The Grants iron ore project lies 8 km south of the Barrier Highway and the Transcontinental Railway, and one hour drive west of Broken Hill. A substantial magnetite-hematite iron ore deposit was defined in 2012 as the result of drilling laterite capped hills following discovery of subtle iron ore outcrop by Havilah geologists.
The deposit contains a JORC Inferred Resource of 304 million tonnes of 24% Fe at a cut-off grade of 18% Fe, with considerable remaining exploration upside potential.
Havilah’s drilling and 3D modelling has shown that the deposit forms a homogeneous hull-shaped body of iron ore up to 180 metres thick from surface and covering approximately 130 hectares, with minimal internal waste and almost no overburden. These factors highlight the extremely favourable open pit mining characteristics of the Grants iron ore deposit.
The iron ore appears to be geologically and mineralogically similar to Havilah’s nearby Maldorky iron ore deposit and other Braemar region iron ore deposits. This, combined with the favourable logistics and deposit mining geometry, means the deposit is well suited to a low cost open pit mining operation.
In a recent development SIMEC Mining (an affiliate of the GFG Alliance) has commenced due diligence on Havilah’s Maldorky and Grants iron ore projects, with the objective of evaluating the commercialisation potential. The Grants project lies only 8 km south of a continuous, heavy duty rail link to GFG Alliance’s existing operations at Whyalla.

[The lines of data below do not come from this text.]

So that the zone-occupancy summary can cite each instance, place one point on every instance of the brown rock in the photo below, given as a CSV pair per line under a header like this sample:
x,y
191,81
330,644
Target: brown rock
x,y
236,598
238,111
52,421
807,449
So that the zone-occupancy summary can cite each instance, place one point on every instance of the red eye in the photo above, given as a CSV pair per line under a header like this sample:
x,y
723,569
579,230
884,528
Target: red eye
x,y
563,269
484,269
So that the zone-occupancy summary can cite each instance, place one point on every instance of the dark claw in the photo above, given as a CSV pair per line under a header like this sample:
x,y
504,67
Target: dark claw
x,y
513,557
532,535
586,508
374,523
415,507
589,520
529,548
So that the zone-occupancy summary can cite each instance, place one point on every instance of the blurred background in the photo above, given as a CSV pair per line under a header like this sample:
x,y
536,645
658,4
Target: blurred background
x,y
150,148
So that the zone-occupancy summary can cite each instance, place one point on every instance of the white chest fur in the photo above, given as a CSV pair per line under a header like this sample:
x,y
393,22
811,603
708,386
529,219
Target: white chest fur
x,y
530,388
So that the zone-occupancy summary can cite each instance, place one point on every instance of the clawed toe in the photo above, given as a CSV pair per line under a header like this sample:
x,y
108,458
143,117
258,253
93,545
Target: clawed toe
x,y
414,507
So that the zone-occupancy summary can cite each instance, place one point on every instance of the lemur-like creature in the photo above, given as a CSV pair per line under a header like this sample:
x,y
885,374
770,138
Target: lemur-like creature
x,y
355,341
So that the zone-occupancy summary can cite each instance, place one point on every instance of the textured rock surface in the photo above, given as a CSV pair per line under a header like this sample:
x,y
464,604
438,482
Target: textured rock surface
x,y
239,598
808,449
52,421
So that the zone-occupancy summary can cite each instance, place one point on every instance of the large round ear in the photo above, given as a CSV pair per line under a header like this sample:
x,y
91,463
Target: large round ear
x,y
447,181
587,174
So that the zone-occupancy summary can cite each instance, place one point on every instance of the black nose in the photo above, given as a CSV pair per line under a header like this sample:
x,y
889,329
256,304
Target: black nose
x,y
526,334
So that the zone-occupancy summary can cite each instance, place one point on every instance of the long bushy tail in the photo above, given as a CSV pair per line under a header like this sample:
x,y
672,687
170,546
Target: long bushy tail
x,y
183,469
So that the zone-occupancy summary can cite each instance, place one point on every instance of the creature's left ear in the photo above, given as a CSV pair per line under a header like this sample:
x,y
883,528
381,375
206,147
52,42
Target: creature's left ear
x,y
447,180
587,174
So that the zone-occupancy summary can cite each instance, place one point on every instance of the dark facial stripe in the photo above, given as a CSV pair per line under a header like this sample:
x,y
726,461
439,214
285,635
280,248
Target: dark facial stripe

Through a series of transactions Havilah secured 100% ownership of the entire Grants Basin iron ore prospect (see aeromagnetic image below). A 14 hole drilling program at the western end of the Grants Basin, sponsored by SIMEC Mining, has identified an Exploration Target of 3.5-3.8 billion tonnes of 24-28% iron (noting that the Exploration Target is conceptual in nature and there has been insufficient exploration to estimate a Mineral Resource and it is uncertain if further exploration will result in the estimation of a Mineral Resource).